I have often been asked how I became interested in Blackfoot history.
I grew up in Waterton Lakes National Park in southwestern Alberta, Canada. From my youngest recollection I was aware of “The Old Indian Trail” as it was called. It was a trail that was said to have been used by “the Stoney Indians” to go into the mountains to cut lodge poles from forests of, logically named, Lodgepole Pine. The "Stoney Indian Trail" was more commonly known as the trail to South Kootenay Pass, as it is called today. When I was very young, in the 1950’s, I recall seeing a maze of lesser paths through the forest between Red Rock Canyon and Blakiston Falls. I often wonder if those weren’t a remnant of the route taken by, not Stoney Indians (though maybe…) but more frequently by Blackfoot and Kootenay indigenous peoples.
In the early 1990’s, I had occasion to be hiking on the other side of the Continental Divide, west of Waterton, in the Kishinena valley of British Columbia. There, while bushwhacking, not following any trail at all, I came upon what appeared to me to be an ancient trail. Almost completely overgrown, with lots of deadfall laying across it, it had the appearance of having been used in relatively recent times. Some of the deadfall had been cut. But the size and impression of the trail suggested to me that it was one that had been in use since before people had saws. I asked Eric Goble, whose family had been hunting, trapping, and prospecting in that area since the early 1900’s. He asked me to carefully describe where I had found the trail, and he confirmed to me that it was probably the “Old Indian Trail” that had been used by the Indigenous peoples since before the Europeans arrived.
That got my blood going! I went back to it again and again, just to stand on it and realize that Indigenous peoples had been using that trail for a very long time. How long? Well, as I began to research it, I ran across the many writings of Dr. Brian Reeves, Professor Emeritus at the University of Calgary, Department of Anthropology and Archaeology. I had known of “Barney” Reeves, as he was then known, as a young archeology student, digging up old “Indian sites” all over Waterton when I was a boy. Well, Barney was now Dr. Brian Reeves, and he is a world-renowned authority on Aboriginal history, particularly Blackfoot. As I read his research, I found out that the trail I had found had not been used for hundreds of years, as I had thought. No, it had been used for thousands of years! Ten thousand years, as a matter of fact. Knowing that, now when I stand on that trail, it takes my breath away!
The more I began to research the history of that particular trail, the more I learned. The more I learned, the more I realized how little I knew and how horribly wrong most of what I thought I knew actually was. For starters, I learned that “the Stoney Indian trail” was used not so much by the Stoneys as the Blackfoot and the Kootenay. The Kootenay called it “the buffalo cow trail” and used it to traverse the Continental Divide from their homeland in the East Kootenay region of what is now British Columbia to the plains of southwestern Alberta to hunt buffalo.

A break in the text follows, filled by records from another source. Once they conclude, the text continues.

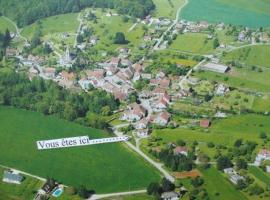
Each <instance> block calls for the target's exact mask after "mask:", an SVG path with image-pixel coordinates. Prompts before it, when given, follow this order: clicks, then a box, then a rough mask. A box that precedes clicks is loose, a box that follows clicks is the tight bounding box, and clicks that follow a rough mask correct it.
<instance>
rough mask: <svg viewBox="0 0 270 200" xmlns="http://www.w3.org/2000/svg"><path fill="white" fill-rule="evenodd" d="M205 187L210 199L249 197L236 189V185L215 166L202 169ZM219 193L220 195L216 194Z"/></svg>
mask: <svg viewBox="0 0 270 200" xmlns="http://www.w3.org/2000/svg"><path fill="white" fill-rule="evenodd" d="M201 172H202V174H203V179H204V180H205V184H204V187H205V188H206V190H207V192H208V194H209V197H210V199H213V200H228V199H230V200H240V199H241V200H244V199H247V198H246V197H245V196H244V194H243V193H241V192H240V191H238V190H237V189H235V187H234V186H233V185H232V184H231V183H230V182H229V181H228V180H226V179H225V178H224V176H223V175H222V174H221V173H220V172H219V171H218V170H217V169H216V168H214V167H211V168H209V169H206V170H201ZM217 193H218V195H216V194H217Z"/></svg>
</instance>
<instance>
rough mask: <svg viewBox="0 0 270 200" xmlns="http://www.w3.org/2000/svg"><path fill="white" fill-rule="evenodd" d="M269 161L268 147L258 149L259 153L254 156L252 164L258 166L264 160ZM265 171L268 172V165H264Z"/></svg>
mask: <svg viewBox="0 0 270 200" xmlns="http://www.w3.org/2000/svg"><path fill="white" fill-rule="evenodd" d="M267 160H269V161H270V150H268V149H261V150H260V151H259V153H258V154H257V156H256V158H255V162H254V164H255V165H256V166H260V165H261V164H262V163H263V162H264V161H267ZM266 171H267V172H268V173H270V165H269V166H266Z"/></svg>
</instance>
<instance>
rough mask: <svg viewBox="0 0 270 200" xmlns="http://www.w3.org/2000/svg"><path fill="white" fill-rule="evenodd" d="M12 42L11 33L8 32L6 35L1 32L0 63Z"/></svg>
mask: <svg viewBox="0 0 270 200" xmlns="http://www.w3.org/2000/svg"><path fill="white" fill-rule="evenodd" d="M10 41H11V37H10V32H9V30H6V32H5V33H2V32H0V61H1V60H2V58H3V56H4V55H5V51H6V48H7V47H8V45H9V43H10Z"/></svg>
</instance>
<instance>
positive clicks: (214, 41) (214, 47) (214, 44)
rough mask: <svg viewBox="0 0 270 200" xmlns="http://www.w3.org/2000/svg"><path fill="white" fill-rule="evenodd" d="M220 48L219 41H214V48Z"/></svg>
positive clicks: (213, 46)
mask: <svg viewBox="0 0 270 200" xmlns="http://www.w3.org/2000/svg"><path fill="white" fill-rule="evenodd" d="M218 47H219V41H218V39H217V38H215V39H214V41H213V48H214V49H216V48H218Z"/></svg>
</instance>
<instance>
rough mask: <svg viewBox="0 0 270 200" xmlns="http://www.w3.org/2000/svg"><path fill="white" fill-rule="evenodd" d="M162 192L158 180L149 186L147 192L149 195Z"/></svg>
mask: <svg viewBox="0 0 270 200" xmlns="http://www.w3.org/2000/svg"><path fill="white" fill-rule="evenodd" d="M159 193H160V186H159V183H157V182H152V183H150V184H149V185H148V187H147V194H149V195H157V194H159Z"/></svg>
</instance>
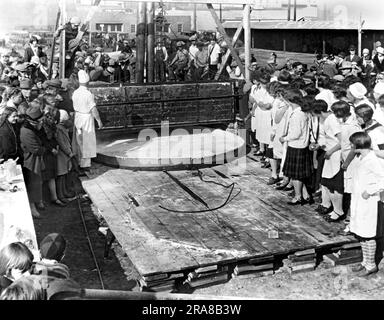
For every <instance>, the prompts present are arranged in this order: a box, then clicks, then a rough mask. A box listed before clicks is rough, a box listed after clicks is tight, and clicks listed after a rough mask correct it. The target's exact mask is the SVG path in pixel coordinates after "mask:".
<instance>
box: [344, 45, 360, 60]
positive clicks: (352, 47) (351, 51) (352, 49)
mask: <svg viewBox="0 0 384 320" xmlns="http://www.w3.org/2000/svg"><path fill="white" fill-rule="evenodd" d="M345 61H348V62H356V63H357V64H358V65H360V62H361V58H360V57H359V56H358V55H357V54H356V47H355V46H354V45H351V46H350V47H349V55H347V56H346V57H345Z"/></svg>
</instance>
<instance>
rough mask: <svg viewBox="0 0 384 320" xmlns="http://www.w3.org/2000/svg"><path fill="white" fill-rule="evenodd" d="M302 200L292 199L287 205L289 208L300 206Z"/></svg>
mask: <svg viewBox="0 0 384 320" xmlns="http://www.w3.org/2000/svg"><path fill="white" fill-rule="evenodd" d="M302 203H303V199H292V201H288V202H287V204H288V205H290V206H297V205H302Z"/></svg>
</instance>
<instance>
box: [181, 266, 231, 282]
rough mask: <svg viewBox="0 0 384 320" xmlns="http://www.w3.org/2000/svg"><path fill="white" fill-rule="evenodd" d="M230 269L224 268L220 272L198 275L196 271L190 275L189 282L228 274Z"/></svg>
mask: <svg viewBox="0 0 384 320" xmlns="http://www.w3.org/2000/svg"><path fill="white" fill-rule="evenodd" d="M228 269H229V268H228V266H223V267H222V268H220V270H219V271H211V272H202V273H197V272H196V271H193V272H190V273H189V274H188V281H192V280H193V279H199V278H203V277H208V276H215V275H217V274H222V273H227V272H228Z"/></svg>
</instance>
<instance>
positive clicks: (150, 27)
mask: <svg viewBox="0 0 384 320" xmlns="http://www.w3.org/2000/svg"><path fill="white" fill-rule="evenodd" d="M154 15H155V4H154V3H153V2H149V3H148V4H147V30H148V35H147V82H154V75H155V74H154V63H155V24H154Z"/></svg>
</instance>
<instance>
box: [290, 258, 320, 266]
mask: <svg viewBox="0 0 384 320" xmlns="http://www.w3.org/2000/svg"><path fill="white" fill-rule="evenodd" d="M310 264H314V265H316V259H311V260H305V261H290V260H288V266H290V267H296V266H302V265H310Z"/></svg>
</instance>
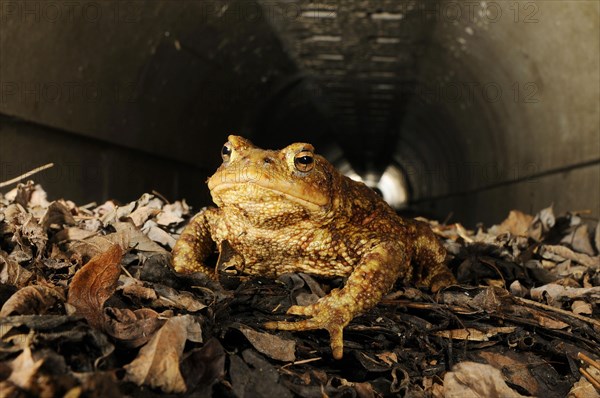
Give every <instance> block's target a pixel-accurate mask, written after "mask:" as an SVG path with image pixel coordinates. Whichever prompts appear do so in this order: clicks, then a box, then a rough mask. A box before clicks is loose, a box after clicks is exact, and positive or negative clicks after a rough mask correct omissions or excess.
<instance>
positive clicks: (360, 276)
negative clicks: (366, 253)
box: [265, 242, 408, 359]
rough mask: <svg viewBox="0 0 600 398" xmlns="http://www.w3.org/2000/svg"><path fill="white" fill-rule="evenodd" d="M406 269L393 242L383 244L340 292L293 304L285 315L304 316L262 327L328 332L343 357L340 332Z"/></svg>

The Blackfoot, I came to know, did not like anyone coming into their territory hunting their buffalo, so the Kootenay and the Blackfoot were frequently at war with one another. The Blackfoot called that same trail, “the Place Where the Kootenay go up", and they would use it to go and hunt Kootenay!

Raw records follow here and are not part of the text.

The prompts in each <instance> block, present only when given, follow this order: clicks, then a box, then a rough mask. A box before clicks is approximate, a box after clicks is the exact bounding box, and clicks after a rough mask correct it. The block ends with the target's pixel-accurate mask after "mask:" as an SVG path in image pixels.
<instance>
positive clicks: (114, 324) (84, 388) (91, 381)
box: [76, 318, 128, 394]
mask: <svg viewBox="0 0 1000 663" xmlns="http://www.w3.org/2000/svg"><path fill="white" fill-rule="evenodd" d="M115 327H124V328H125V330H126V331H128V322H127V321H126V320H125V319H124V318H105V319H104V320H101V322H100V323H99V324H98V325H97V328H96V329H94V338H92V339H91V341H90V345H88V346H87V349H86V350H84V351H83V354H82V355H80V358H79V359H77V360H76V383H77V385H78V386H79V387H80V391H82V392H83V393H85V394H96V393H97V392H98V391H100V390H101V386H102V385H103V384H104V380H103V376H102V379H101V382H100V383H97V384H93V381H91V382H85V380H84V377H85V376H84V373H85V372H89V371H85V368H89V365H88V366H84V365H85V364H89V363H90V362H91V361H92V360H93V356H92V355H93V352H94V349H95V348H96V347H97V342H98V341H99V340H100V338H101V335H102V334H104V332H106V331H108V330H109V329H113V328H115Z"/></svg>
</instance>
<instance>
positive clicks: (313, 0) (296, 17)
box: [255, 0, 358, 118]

Fascinating! And, the more I learned about the Blackfoot and all their neighbours, the more interested I became. The more interested I became, the more I read. The more I read, the more I came to the realization that almost everything that I had ever learned about the Blackfoot—in school and growing up and in life was wrong. They were a magnificent, if primitive, people! Their culture was vibrant! Without the wheel and without anything but the most rudimentary technology, they had formed complex trading patterns and a rich culture. They had strong family and tribal bonds. They were a hardy and resilient people who had thrived for thousands of years in a hostile environment. Their stories are filled with interesting and noble characters. I was ashamed of what I had been led to believe about them and wanted others to know what I had learned. Never having seen myself as a writer, suddenly I was 150 pages into my first novel.